A alteração da data de pagamento do tributo deve respeitar o princípio da estrita legalidade tributária?

         O princípio da legalidade é a “nota essencial do Estado de Direito”[1]. Sua importância é revelada na maneira como a Constituição Federal o agasalha entre os direitos e garantias individuais no art. 5º, II, segundo o qual “ninguém será obrigado a fazer ou deixar de fazer alguma coisa senão em virtude de lei”. A máxima constitucional proclama o grande dogma do estado democrático de direito de que todos estão sujeitos à Constituição e às leis, formas por excelência de expressão da vontade popular. Eis os contornos gerais do princípio da legalidade.

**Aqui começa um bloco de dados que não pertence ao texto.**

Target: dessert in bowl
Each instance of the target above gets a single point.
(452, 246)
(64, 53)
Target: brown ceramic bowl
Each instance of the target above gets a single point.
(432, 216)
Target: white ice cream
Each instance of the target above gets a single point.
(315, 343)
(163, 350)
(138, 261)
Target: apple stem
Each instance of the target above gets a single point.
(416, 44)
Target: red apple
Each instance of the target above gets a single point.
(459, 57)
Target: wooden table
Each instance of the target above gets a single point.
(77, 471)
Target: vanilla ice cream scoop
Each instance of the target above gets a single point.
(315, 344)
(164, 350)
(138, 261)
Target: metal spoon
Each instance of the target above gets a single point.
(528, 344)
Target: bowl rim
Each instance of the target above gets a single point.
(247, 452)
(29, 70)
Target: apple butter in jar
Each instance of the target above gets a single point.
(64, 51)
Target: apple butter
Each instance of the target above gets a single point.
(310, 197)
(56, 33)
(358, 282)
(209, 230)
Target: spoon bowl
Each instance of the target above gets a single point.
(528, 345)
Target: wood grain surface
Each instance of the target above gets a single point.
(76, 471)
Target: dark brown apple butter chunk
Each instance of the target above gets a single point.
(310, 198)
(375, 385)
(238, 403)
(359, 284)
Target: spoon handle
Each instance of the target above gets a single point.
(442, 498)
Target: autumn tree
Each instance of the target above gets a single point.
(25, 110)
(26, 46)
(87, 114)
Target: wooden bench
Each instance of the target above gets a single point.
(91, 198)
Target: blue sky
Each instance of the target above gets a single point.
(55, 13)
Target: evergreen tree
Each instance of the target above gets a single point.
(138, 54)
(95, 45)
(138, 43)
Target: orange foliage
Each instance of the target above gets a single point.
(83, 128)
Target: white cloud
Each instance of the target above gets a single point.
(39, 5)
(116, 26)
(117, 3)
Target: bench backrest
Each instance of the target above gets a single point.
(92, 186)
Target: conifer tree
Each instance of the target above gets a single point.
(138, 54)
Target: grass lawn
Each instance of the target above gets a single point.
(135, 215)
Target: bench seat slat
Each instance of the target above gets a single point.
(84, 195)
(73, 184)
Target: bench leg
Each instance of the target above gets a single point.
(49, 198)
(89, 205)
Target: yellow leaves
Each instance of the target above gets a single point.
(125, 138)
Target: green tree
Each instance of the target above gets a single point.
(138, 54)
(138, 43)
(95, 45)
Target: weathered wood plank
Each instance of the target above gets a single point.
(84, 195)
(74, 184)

         Mas esse princípio é reproduzido noutros pontos do texto constitucional, desdobrando-se para adequar-se a ambientes normativos peculiares onde recebe arestas mais específicas. É o que ocorre no âmbito tributário, onde o princípio encontra-se (adaptado) no art. 150, I:
Art. 150. Sem prejuízo de outras garantias asseguradas ao contribuinte, é vedado à União, aos Estados, aos Municípios e ao Distrito Federal:
I – exigir ou aumentar tributo sem lei que o estabeleça;
         Para além do conceito de legalidade está o de reserva de lei, também chamada legalidade em sentido estrito, tipicidade fechada (regrada ou cerrada) e reserva legal. Conquanto sejam semelhantes, os conceitos não se confundem. Utilizando-se da lição de José Afonso da Silva, “o primeiro significa a submissão e o respeito à lei, ou a atuação dentro da esfera estabelecida pelo legislador. O segundo consiste em estatuir que a regulamentação de determinadas matérias há de se fazer necessariamente por lei formal”. Significa dizer que as matérias adstritas à reserva de lei não poderão ser dispostas por outro instrumento senão por lei formal originada através de processo legislativo próprio e emanado de órgão legislativo constitucional.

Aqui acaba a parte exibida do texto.